Sol Gabetta
Photograph: BBC

Multi award-winning artists 59 Productions, the team behind the video design of the Opening Ceremony of the 2012 London Olympic Games, have joined forces with the BBC Proms and internationally acclaimed cellist, Sol Gabetta, to create a brand new film, ‘Cello’, to celebrate the 2016 BBC Proms season. The film, and a ‘making of’ video, will be featured on the BBC Proms website and BBC iPlayer as well as shared widely on social media platforms.

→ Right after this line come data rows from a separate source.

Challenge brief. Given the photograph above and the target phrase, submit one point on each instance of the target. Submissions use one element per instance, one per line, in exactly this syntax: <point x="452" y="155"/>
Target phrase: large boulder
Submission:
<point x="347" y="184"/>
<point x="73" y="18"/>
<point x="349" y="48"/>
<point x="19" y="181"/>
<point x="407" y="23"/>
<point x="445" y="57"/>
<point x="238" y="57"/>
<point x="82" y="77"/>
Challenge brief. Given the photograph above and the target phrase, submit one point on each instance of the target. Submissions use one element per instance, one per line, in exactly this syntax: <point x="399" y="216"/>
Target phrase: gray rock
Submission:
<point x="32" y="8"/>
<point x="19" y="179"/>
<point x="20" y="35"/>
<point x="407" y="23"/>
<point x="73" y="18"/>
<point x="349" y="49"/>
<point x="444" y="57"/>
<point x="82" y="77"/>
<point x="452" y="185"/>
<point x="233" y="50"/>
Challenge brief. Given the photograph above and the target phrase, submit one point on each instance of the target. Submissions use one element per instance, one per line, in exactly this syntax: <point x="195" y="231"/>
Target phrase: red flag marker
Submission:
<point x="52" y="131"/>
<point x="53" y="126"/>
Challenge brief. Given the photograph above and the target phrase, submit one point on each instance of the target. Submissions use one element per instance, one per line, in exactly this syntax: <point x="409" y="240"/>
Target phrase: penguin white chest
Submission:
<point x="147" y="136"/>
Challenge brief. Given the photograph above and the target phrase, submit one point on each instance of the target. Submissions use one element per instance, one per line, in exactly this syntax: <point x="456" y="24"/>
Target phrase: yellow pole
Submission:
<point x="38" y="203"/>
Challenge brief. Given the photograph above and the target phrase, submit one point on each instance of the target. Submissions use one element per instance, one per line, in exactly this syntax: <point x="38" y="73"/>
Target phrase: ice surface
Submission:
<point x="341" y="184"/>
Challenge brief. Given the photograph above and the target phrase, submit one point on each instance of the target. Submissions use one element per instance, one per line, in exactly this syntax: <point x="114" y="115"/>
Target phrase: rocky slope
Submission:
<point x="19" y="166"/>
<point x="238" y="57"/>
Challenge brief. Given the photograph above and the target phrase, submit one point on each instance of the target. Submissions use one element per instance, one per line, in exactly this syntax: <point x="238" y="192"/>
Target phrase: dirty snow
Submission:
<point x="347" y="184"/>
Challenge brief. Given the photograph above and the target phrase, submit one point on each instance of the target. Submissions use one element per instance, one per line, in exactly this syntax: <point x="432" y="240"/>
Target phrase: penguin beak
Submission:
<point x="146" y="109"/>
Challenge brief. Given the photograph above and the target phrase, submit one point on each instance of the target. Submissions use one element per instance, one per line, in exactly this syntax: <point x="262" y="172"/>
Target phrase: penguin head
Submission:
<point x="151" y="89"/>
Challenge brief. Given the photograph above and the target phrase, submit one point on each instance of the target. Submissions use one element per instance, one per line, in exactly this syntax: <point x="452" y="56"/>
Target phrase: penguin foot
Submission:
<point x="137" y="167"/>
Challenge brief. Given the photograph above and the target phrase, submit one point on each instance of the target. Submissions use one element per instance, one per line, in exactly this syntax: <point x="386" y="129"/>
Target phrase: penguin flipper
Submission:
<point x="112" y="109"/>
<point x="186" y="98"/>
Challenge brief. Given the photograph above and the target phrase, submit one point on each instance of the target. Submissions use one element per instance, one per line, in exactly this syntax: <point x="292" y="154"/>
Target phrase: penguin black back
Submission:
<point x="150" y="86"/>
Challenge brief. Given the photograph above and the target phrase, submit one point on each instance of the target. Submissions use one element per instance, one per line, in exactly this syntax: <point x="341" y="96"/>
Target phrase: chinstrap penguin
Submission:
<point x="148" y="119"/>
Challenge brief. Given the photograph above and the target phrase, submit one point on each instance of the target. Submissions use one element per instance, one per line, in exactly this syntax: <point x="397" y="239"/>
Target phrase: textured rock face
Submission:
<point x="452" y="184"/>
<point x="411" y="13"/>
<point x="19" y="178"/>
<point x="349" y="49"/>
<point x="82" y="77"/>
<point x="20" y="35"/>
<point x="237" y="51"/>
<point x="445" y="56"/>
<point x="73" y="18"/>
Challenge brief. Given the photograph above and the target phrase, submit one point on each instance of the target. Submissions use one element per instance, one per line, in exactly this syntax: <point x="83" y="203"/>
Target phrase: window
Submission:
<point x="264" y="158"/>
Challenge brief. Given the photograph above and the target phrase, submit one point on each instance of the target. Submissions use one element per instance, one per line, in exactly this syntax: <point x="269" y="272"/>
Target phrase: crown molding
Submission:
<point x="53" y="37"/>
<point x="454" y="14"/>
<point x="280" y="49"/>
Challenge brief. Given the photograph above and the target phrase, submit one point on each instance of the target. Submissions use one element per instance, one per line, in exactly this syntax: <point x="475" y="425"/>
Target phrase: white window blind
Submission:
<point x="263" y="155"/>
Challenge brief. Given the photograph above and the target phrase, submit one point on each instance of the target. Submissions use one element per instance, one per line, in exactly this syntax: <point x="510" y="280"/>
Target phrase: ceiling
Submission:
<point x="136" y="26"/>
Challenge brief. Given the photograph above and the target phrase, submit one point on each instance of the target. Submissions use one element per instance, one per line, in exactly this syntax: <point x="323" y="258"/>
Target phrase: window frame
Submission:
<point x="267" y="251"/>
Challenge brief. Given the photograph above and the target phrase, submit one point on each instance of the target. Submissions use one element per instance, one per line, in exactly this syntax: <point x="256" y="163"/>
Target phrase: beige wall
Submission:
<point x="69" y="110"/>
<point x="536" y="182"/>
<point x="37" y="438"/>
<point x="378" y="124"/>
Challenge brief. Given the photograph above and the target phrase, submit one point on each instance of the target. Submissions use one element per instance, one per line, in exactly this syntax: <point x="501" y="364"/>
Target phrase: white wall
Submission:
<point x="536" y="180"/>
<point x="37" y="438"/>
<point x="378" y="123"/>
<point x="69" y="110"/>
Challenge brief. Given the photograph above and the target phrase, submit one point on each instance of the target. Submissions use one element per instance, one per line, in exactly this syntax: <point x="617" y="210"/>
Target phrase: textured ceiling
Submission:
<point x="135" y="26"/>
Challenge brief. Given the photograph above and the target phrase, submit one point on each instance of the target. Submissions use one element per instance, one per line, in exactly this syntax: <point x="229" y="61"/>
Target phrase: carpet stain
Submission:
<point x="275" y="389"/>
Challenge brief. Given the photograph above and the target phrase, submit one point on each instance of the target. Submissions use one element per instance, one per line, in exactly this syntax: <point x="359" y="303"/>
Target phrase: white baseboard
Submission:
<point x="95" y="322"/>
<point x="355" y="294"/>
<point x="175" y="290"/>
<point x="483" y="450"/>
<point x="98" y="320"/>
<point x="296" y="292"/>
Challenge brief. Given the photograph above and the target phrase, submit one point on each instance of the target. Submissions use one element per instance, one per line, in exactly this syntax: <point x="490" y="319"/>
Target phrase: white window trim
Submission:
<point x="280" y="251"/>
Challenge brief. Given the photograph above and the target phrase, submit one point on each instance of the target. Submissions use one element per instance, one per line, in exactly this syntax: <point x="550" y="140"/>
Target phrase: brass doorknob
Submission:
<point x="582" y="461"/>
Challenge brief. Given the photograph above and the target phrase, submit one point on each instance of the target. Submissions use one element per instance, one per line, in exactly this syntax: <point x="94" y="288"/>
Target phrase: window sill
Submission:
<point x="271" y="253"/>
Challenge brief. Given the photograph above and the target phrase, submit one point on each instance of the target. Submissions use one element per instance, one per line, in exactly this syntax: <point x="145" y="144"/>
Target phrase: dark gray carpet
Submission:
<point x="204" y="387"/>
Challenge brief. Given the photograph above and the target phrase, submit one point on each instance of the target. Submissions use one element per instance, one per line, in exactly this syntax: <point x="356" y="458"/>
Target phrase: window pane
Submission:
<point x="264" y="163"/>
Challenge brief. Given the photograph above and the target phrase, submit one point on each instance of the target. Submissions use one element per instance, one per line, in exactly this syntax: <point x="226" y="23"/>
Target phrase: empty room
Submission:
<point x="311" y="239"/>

The film offers a tantalising taster ahead of the First Night of the BBC Proms on Friday 15 July, when Sol Gabetta will make her highly-anticipated debut performing Elgar’s Cello Concerto in E minor. Recorded at the BBC Radio Theatre in Broadcasting House, the film features Sol Gabetta performing the opening of the concerto as her cello is transformed by a series of bespoke animations created by 59 Productions that respond to and evolve with Elgar’s richly sonorous score. World-renowned for creating spectacular public artwork projection mapping some of the world’s most iconic buildings – from the Sydney Opera House to Edinburgh’s Usher Hall and the United Nations Headquarters in New York – Sol Gabetta's cello is the smallest object 59 Productions has ever projection mapped, made more complex by the instrument’s subtle motion. Using cutting-edge techniques including infra-red cameras which track where the cello is in 3D space, the projections seamlessly adhere to the surface of the cello to stunning visual effect.

David Pickard, Director of BBC Proms: “It is exciting for us to approach music from a different angle - adding a visual element which is not only striking in itself, but which also enhances the aural experience. I hope that lovers of both film and music will be intrigued and inspired by what has been created." Richard Slaney, Creative Director of 59 Productions: “We wanted to show the diversity and the range of the cello, and we thought it would be fun to show that in a really visual way so we decided to projection map Sol’s cello and use it as a visual storytelling device to accompany the music.”